Rasha Muhrez, coordinator of the emergency aid of SOS Children's Villages in Syria says: "Our sole mission is to look after displaced families. We make sure that we run emergency relief on neutral soil where people can come without fear. Most of them simply want their old lives back."
SOS Children's Villages has been active in Syria as a national organisation since 1980 and runs childcare projects and family programmes in Aleppo and Damascus. In September 2012 all SOS families had to be moved from Aleppo to Damascus because the security situation was becoming increasingly difficult. The staff in Syria are doing their best within the prevailing conditions of civil war to protect children and young people and to provide families who were already receiving support before the conflict with the essentials.
Every NGO operating in Syria has to negotiate an agreement with the government or the relevant authorities, defining the precise operational area and the type of support. If the NGO wishes to expand its assistance, the agreement has to be amended accordingly in cooperation with the Ministry of Social Affairs and Labour. In February, after months of effort, SOS Children's Villages was granted a permission to provide direct emergency relief for the most vulnerable ones.
Prior to this SOS Children's Villages was only able to provide humanitarian aid with the assistance of authorised partner organisations such as the Syria Trust for Development, the Syrian Arab Red Crescent (SARC) and the International Organisation for Migration (IOM). Through the joint interventions we have managed to supply the most vulnerable internally displaced families with food, baby milk formula, toiletries, mattresses, medicines and clothing.
SOS Children's Villages Syria is planning to extend the emergency response to more than 10,000 people, two thirds of them being children. A recently conducted assessment by various international actors in the field showed that most pressing needs in Syria are food (due to high market prices, lack in production material and working man-power, high prices of fuel for the transport of food etc.), drinking water, medical supplies and psychosocial support for children and their families. These are the need gaps that SOS Children’s Villages will address.
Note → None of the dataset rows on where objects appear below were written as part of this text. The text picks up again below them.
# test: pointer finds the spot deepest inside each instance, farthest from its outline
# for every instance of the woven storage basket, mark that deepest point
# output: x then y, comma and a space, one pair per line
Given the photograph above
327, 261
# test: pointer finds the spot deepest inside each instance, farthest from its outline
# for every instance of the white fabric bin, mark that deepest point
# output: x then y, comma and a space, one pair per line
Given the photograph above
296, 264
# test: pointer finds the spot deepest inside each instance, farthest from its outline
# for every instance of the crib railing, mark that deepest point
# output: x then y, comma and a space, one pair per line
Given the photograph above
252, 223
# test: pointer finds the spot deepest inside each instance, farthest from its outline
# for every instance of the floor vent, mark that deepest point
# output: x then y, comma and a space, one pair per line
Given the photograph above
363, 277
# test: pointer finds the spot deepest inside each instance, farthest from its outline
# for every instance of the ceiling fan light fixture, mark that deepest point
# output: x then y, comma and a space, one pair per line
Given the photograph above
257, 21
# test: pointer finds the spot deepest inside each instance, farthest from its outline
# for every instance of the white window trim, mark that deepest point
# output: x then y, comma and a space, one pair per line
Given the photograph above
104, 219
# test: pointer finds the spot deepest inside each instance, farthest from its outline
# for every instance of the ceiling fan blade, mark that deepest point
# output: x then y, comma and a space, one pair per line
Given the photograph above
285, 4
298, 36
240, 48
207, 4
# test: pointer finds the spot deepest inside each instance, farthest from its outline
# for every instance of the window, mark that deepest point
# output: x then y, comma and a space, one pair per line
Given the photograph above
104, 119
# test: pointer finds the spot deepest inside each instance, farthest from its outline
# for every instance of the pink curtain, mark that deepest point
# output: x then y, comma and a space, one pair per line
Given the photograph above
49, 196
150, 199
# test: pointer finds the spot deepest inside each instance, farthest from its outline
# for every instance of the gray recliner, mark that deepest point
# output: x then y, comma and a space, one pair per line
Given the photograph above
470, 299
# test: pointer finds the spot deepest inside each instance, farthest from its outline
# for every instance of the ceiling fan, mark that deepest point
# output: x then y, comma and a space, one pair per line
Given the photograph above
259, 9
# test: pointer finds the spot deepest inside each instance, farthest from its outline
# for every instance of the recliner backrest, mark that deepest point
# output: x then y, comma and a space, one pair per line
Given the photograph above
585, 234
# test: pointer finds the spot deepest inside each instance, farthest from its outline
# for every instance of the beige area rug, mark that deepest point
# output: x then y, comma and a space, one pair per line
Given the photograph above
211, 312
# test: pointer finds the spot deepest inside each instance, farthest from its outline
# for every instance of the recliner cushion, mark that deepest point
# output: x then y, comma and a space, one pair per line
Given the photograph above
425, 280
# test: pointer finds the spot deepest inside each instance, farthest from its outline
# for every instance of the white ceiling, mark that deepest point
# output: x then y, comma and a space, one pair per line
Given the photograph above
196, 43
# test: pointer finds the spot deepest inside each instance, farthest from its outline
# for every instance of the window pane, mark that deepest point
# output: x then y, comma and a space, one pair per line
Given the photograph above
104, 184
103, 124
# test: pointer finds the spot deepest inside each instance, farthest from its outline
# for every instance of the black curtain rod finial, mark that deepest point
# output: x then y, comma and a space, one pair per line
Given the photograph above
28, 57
Based on the resources we have, our response will focus on those areas in Syria where our staff can freely move and help is possible. Two of those, namely Aleppo and the rural areas of Damascus, are already identified by OCHA and UNICEF as the areas still in dire need of humanitarian aid.
There are areas such as the Idlib region which are either completely inaccessible or only accessible under very difficult conditions. However, the people there urgently need help. There are many injured who cannot be taken care of adequately; there is a lack of food, electricity, fuel and drinking water. Overall the humanitarian assistance provided at present is not nearly sufficient to provide for the civil population across the whole of Syria, especially not in those areas controlled by opposition forces, and in the refugee camps in the neighbouring countries.